When Etsumi Ogino saw a photo of a pack of shelties wandering through an abandoned town near Japan’s tsunami-damaged nuclear plant, the dog lover thought of her own 13-year-old pet Kein and jumped into action.

“My heart trembled,” said Ms Ogino, a 56-year-old volunteer at an animal shelter in Chiba prefecture. “They looked just like my dog. I started searching for them right away.”

She and others around Japan called Asahi.com, the website of the Asahi Shimbun newspaper, which had run the photo. An Associated Press photographer had taken that picture and others of the dogs in an empty street in Minami Soma city, an area evacuated because of radiation fears.

Last week, the AP’s Tokyo bureau e-mailed Ms Ogino’s contact information to the reporter who accompanied the photographer, and he immediately called her to give her the details of where the dogs were spotted.
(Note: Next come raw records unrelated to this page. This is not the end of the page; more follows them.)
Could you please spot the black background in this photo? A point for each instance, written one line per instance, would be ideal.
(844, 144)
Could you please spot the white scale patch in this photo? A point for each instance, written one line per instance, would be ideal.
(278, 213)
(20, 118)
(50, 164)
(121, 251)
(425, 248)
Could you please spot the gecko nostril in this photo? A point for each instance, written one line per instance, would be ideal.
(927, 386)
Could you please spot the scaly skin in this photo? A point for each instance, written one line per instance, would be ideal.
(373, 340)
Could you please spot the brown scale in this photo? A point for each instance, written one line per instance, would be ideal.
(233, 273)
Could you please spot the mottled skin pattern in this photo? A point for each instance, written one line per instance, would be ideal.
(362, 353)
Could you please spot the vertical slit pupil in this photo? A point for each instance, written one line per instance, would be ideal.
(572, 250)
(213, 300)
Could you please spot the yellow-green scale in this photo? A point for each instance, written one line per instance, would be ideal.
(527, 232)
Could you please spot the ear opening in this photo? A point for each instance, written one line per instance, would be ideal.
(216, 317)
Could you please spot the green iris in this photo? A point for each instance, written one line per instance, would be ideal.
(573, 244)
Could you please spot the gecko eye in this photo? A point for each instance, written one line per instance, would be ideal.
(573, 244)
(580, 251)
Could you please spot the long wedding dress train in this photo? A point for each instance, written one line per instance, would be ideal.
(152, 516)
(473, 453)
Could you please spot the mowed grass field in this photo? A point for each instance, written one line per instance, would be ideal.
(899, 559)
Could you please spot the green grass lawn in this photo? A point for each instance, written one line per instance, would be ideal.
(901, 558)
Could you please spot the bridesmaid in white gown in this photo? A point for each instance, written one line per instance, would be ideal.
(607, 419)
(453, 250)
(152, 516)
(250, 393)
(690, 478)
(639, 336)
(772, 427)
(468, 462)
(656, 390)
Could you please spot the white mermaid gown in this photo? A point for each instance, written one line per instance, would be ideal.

Ms Ogino relayed the information to a team of animal rescuers called Sheltie Rescue. By then, the group had been getting e-mails from dog lovers around the country about the abandoned pack.

Through e-mails and internet research it was established that the owner of the dogs was a breeder in Minami Soma. The group contacted the Fukushima city branch of the Japan Collie Club, tracked the owner down by phone at a shelter and got her go-ahead to rescue the dogs.

In the early hours of the following day, seven volunteers left Tokyo and drove over broken roads and past demolished houses to meet three other volunteers in the ghost town which Minami Soma has become. Some had prepared radiation suits and others wore simple vinyl raincoats.

The first two to arrive found the pack around the Odaka railway station, near the owner’s home, where the AP team had last seen them.

“They were waiting for their owner,” said Tamiko Nakamura, a volunteer who went with the group from Tokyo.

The dogs had been left some dry food, and were not starving.

It took a while to entice them with snacks, and six or seven were bundled into each car. The group saved 20 dogs in all.

Most were taken to a veterinary clinic in Kanagawa prefecture just west of Tokyo. Others are being cared for by individuals in other areas.

The owner, worn down by the disaster and worrying about her dogs, was “extremely happy”, Ms Nakamura said. She said the owner did not want her identity revealed.

Ms Nakamura only regrets that some of the dogs in the pack ran away and countless others are still stranded in the evacuation zone.

“There are still some left behind,” she said. “I’m concerned about them and want to pull them out.”